Phagocytic cell defects can be further defined according to their molecular cause. Mutations in the genes encoding 4 different components of the electron transport chain have been discovered in various patients with chronic granulomatous disease (CGD). It is important to identify the specific molecular type of CGD to provide appropriate genetic counseling, as 1 type is X linked and the other 3 types are autosomal recessive. Early diagnosis of leukocyte adhesion deficiency (LAD) is of crucial importance because stem cell transplantation can be lifesaving.

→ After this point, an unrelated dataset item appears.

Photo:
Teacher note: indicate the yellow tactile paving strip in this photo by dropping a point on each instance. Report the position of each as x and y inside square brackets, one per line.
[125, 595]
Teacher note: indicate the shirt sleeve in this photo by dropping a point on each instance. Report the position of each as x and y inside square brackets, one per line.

The most effective screening test for complement defects is a CH50 assay, a bioassay that measures the intactness of the entire complement pathway and yields abnormal results if complement has been consumed from the specimen for any reason. Genetic deficiencies in the complement system are usually characterized by extremely low CH50 values. The most common cause of an abnormal CH50 result, however, is a delay in or improper transport of the specimen to the laboratory. Specific immunoassays for C3 and C4 are commercially available, but further identification of other complement component deficiencies is usually possible only in research laboratories. Nevertheless, it is extremely important to identify which component is missing, because there are different disease susceptibilities depending on whether there are deficiencies of early or late components (Chapter 128). Identifying the mode of inheritance is also important for genetic counseling. Properdin deficiency is X linked, but all of the other complement deficiencies are autosomal. Measurement of C4 can be helpful in assessing suspected hereditary angioedema.